Alors que l’action JPMorgan a perdu près de 20% depuis l’annonce de la perte, le 10 mai dernier, il est probable que la Réserve fédérale a ordonné à l'établissement de cesser ses rachats d’actions, avance le courtier International Strategy & Investment Group. En revanche, le versement du dividende trimestriel ne sera pas modifié. Pour justifier cette suspension, la direction de la banque évoque l’impératif de Bâle 3.
«Nous avons pris l’engagement envers nous-mêmes et envers nos régulateurs que nous serions... sur la bonne trajectoire afin de respecter les normes de Bâle 3», a souligné Jamie Dimon.

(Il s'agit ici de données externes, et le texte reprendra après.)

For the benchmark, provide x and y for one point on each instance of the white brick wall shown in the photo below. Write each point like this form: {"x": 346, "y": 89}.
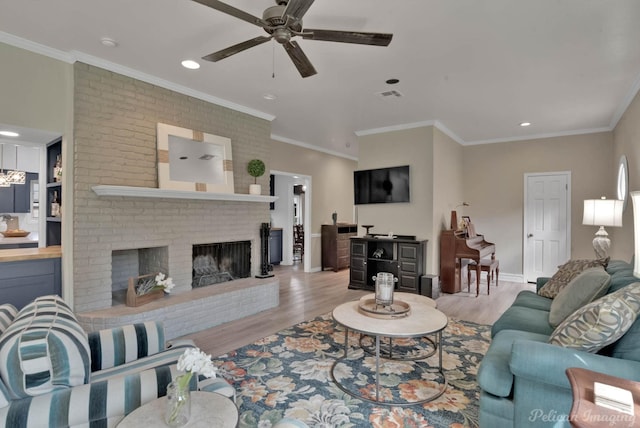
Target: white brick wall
{"x": 115, "y": 120}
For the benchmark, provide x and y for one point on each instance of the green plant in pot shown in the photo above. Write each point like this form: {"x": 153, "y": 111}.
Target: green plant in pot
{"x": 256, "y": 169}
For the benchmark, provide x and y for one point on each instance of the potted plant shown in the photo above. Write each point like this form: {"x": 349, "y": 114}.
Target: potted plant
{"x": 256, "y": 169}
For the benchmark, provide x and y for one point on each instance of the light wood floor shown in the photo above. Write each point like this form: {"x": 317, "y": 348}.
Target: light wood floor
{"x": 306, "y": 295}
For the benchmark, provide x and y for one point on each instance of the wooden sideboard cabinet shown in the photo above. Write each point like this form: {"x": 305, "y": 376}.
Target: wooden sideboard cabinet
{"x": 335, "y": 245}
{"x": 404, "y": 258}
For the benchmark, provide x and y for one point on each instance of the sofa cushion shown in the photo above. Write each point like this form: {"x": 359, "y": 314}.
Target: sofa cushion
{"x": 628, "y": 346}
{"x": 523, "y": 319}
{"x": 529, "y": 299}
{"x": 7, "y": 314}
{"x": 44, "y": 349}
{"x": 494, "y": 374}
{"x": 587, "y": 286}
{"x": 566, "y": 273}
{"x": 600, "y": 322}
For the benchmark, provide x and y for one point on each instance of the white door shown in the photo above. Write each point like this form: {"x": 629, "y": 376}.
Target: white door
{"x": 547, "y": 223}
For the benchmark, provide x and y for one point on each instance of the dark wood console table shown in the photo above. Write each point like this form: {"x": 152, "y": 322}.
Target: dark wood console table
{"x": 402, "y": 257}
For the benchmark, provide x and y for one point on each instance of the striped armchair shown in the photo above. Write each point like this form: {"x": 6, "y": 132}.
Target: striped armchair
{"x": 66, "y": 378}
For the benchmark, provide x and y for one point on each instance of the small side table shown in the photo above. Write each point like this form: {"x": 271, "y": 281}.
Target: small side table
{"x": 208, "y": 409}
{"x": 585, "y": 413}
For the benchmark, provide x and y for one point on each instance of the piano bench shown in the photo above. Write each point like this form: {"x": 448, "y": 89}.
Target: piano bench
{"x": 490, "y": 266}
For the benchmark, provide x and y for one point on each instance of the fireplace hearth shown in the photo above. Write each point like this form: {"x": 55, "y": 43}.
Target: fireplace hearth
{"x": 220, "y": 262}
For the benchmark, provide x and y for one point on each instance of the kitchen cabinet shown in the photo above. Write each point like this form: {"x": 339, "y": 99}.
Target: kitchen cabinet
{"x": 23, "y": 281}
{"x": 16, "y": 198}
{"x": 54, "y": 189}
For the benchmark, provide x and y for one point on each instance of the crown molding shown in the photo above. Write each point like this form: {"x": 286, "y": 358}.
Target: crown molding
{"x": 76, "y": 56}
{"x": 626, "y": 102}
{"x": 403, "y": 127}
{"x": 311, "y": 147}
{"x": 540, "y": 136}
{"x": 34, "y": 47}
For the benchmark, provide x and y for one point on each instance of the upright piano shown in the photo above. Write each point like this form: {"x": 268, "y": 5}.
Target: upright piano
{"x": 454, "y": 250}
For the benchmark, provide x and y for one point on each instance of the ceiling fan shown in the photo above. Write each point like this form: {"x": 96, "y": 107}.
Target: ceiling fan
{"x": 283, "y": 22}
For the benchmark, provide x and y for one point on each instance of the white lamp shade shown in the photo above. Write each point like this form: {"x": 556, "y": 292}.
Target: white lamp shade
{"x": 603, "y": 212}
{"x": 635, "y": 197}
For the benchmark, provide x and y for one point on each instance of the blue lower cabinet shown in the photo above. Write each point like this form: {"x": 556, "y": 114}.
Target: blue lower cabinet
{"x": 23, "y": 281}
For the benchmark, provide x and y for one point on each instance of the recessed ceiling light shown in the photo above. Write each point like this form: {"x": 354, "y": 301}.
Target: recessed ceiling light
{"x": 190, "y": 64}
{"x": 108, "y": 42}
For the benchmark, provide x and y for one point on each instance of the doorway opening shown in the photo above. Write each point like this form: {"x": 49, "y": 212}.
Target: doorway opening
{"x": 291, "y": 213}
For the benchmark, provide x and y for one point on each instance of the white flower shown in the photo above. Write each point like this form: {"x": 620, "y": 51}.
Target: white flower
{"x": 166, "y": 284}
{"x": 193, "y": 360}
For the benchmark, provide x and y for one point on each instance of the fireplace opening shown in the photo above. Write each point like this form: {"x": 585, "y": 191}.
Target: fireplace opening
{"x": 135, "y": 262}
{"x": 220, "y": 262}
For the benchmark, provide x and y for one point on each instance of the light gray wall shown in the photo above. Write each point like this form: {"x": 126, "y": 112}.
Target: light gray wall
{"x": 37, "y": 91}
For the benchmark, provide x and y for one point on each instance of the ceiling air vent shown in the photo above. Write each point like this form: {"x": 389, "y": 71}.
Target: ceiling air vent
{"x": 390, "y": 94}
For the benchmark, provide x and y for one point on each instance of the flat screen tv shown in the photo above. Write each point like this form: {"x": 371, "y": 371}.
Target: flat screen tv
{"x": 382, "y": 185}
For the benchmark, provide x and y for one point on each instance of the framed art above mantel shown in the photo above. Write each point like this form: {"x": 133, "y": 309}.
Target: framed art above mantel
{"x": 193, "y": 160}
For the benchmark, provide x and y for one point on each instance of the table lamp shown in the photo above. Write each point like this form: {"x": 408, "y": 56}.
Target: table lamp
{"x": 602, "y": 212}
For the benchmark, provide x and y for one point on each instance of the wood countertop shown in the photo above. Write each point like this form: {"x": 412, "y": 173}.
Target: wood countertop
{"x": 22, "y": 254}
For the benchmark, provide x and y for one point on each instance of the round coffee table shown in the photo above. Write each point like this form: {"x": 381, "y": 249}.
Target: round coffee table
{"x": 388, "y": 350}
{"x": 423, "y": 319}
{"x": 208, "y": 409}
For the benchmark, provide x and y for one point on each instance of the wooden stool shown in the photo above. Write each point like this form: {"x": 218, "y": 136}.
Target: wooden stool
{"x": 491, "y": 266}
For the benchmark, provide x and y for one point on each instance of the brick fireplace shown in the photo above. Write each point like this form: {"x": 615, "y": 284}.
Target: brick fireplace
{"x": 114, "y": 144}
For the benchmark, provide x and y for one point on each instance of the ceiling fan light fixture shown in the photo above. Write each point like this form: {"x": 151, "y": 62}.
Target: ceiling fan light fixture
{"x": 190, "y": 64}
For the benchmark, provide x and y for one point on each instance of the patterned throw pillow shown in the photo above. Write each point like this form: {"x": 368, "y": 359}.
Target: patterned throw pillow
{"x": 587, "y": 286}
{"x": 7, "y": 313}
{"x": 44, "y": 349}
{"x": 600, "y": 322}
{"x": 566, "y": 273}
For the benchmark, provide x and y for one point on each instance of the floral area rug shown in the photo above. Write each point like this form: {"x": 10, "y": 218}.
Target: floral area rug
{"x": 288, "y": 374}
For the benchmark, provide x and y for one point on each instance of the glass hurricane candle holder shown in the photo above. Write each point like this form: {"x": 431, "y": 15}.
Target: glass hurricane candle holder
{"x": 385, "y": 283}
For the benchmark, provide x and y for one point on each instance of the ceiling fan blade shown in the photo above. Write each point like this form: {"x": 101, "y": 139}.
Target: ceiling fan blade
{"x": 230, "y": 10}
{"x": 300, "y": 60}
{"x": 376, "y": 39}
{"x": 297, "y": 8}
{"x": 232, "y": 50}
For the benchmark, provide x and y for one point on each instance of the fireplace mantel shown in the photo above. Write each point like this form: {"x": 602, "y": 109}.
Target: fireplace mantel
{"x": 150, "y": 192}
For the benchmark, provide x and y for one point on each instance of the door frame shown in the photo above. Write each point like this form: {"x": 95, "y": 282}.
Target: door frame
{"x": 287, "y": 244}
{"x": 526, "y": 260}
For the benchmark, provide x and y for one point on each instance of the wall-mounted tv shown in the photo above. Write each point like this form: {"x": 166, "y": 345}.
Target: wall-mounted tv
{"x": 382, "y": 185}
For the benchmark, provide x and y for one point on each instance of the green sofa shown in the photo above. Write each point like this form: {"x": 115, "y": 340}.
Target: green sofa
{"x": 522, "y": 377}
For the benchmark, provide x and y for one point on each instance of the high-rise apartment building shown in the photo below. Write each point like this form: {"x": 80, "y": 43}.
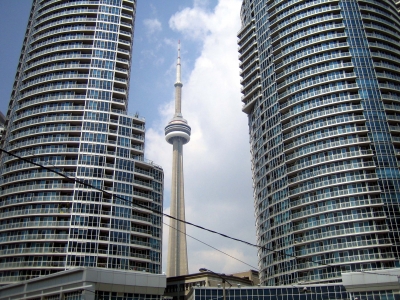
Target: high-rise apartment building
{"x": 68, "y": 111}
{"x": 321, "y": 90}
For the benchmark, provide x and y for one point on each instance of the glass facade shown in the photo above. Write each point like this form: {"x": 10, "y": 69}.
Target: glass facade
{"x": 292, "y": 292}
{"x": 68, "y": 111}
{"x": 322, "y": 94}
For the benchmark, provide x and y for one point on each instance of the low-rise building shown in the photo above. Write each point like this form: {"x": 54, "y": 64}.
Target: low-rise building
{"x": 88, "y": 284}
{"x": 178, "y": 287}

Selon les chiffres livrés par la banque, la perte ne devrait toutefois entraîner qu’un recul limité du ratio de fonds propres sur actifs pondérés, de 8,4% à 8,2% sous Bâle 3. Le groupe a en ligne de mire un objectif de 9,5%.
Cette conférence à New York a conduit Jamie Dimon à livrer quelques détails supplémentaires sur la perte au sein du CIO. Cette affaire est un «événement isolé», a assuré le PDG, ajoutant que le portefeuille de 350 milliards de dollars couvert par le CIO a une maturité très courte et une notation de crédit moyenne AA destinée à «gérer de manière très conservatrice» les risques de taux d’intérêt.

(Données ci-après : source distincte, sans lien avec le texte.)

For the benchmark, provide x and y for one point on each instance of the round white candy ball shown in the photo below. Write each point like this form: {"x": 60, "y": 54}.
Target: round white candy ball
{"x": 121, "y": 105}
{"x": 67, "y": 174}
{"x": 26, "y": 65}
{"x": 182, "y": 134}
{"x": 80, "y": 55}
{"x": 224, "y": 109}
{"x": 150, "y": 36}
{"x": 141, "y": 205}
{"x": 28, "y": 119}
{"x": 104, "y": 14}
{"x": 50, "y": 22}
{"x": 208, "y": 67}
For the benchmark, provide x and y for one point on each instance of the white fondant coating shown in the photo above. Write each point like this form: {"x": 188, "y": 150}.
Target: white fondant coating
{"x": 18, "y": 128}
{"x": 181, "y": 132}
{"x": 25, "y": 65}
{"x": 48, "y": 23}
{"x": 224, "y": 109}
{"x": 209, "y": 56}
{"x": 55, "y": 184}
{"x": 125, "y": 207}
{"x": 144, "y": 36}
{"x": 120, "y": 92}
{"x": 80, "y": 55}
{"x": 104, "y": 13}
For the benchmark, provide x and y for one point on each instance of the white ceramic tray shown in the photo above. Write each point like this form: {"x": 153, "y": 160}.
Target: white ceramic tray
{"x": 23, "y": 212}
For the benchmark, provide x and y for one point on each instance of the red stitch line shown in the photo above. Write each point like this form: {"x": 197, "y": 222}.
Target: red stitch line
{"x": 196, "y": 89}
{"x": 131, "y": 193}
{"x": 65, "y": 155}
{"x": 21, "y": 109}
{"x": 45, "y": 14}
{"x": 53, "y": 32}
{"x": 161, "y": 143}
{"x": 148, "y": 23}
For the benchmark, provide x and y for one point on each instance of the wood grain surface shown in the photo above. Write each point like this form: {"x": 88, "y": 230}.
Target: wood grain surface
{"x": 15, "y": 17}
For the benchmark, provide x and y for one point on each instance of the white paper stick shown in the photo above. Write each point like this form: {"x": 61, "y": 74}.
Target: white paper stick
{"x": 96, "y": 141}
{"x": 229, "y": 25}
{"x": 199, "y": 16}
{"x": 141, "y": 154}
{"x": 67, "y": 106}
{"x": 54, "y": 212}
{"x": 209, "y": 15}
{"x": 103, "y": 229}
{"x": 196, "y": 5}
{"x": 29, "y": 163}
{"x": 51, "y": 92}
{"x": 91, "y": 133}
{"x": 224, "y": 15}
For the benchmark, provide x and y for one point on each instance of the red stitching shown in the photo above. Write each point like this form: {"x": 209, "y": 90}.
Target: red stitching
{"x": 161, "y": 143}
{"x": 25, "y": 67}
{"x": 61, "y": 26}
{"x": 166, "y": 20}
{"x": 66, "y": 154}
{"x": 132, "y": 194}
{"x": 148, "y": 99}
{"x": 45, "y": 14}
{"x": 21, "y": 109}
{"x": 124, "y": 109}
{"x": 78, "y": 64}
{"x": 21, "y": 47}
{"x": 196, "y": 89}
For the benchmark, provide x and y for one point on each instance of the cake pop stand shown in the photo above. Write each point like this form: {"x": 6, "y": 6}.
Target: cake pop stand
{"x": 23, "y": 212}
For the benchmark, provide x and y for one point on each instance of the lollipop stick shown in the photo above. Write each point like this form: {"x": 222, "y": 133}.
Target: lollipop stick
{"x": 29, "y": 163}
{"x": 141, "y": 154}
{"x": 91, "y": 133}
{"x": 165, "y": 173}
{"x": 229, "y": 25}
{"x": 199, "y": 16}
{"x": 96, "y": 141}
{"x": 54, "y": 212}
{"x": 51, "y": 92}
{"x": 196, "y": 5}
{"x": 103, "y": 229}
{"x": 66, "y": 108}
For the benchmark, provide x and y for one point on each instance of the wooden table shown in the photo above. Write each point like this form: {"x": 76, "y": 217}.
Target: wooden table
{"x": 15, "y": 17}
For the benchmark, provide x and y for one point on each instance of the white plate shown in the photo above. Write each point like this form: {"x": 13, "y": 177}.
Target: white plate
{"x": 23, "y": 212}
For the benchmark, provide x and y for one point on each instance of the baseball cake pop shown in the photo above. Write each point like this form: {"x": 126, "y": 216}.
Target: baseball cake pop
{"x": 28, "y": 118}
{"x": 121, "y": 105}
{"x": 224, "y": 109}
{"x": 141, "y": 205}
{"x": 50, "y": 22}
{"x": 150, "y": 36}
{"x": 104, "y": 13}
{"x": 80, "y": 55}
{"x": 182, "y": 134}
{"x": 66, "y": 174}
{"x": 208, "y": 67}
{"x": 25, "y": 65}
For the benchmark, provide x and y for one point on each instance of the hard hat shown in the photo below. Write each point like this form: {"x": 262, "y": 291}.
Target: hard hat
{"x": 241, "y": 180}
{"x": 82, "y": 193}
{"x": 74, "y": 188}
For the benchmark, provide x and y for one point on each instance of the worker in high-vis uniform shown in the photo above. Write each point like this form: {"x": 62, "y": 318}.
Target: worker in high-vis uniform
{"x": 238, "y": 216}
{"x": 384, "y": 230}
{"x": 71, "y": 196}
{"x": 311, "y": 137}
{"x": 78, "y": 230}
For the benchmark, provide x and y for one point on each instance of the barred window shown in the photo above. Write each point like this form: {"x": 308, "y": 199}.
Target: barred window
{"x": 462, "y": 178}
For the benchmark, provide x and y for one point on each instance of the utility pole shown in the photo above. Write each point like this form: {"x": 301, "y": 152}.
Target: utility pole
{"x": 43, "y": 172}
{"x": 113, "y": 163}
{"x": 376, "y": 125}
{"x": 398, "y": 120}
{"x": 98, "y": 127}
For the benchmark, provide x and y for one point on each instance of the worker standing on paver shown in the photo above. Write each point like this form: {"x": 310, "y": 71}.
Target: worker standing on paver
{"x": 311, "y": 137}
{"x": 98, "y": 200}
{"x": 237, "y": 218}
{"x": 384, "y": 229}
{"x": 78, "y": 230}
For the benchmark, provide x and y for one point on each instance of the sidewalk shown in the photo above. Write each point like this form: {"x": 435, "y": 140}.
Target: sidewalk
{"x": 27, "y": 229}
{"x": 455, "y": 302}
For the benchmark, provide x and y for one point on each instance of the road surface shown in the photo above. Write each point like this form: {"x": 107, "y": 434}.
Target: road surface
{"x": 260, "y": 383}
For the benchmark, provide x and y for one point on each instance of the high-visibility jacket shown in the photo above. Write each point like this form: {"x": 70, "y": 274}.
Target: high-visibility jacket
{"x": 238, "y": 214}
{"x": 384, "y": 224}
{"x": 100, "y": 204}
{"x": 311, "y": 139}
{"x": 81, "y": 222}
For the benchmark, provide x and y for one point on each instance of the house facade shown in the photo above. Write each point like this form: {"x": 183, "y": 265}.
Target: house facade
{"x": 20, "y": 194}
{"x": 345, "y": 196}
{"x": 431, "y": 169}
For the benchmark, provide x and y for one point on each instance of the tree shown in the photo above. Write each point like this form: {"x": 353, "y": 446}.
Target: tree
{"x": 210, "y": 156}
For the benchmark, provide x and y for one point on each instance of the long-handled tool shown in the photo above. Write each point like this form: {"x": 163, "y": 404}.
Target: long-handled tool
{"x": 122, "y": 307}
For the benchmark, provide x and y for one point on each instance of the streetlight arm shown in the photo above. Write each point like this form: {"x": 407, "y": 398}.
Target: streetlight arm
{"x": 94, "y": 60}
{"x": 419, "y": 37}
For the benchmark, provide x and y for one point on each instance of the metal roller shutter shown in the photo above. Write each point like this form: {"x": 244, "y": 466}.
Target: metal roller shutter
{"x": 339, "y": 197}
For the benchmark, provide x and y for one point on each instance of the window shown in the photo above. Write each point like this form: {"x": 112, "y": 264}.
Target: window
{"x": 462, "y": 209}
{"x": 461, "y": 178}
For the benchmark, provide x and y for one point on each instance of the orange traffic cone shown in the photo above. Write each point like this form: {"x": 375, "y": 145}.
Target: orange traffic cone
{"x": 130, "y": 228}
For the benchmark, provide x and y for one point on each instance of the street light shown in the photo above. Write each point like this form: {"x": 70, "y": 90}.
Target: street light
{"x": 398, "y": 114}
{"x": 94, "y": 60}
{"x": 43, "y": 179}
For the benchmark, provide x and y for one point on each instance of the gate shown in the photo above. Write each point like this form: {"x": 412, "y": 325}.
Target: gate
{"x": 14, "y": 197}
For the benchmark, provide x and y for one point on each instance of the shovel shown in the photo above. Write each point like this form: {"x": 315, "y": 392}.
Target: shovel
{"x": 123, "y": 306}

Chiffrée pour le moment par la banque autour de 2 milliards de dollars et potentiellement jusqu'à 3 milliards - une estimation jugée insuffisante par certains, Morgan Stanley évoque un montant de 5 milliards - cette perte pourrait être compensée par des gains non réalisés. Le CIO en détient pour 7 milliards de dollars mais Jamie Dimon juge cette solution «inefficace d’un point de vue fiscal». «Je veux aussi que nos équipes fassent ce qui est juste d’un point de vue économique», a-t-il conclu.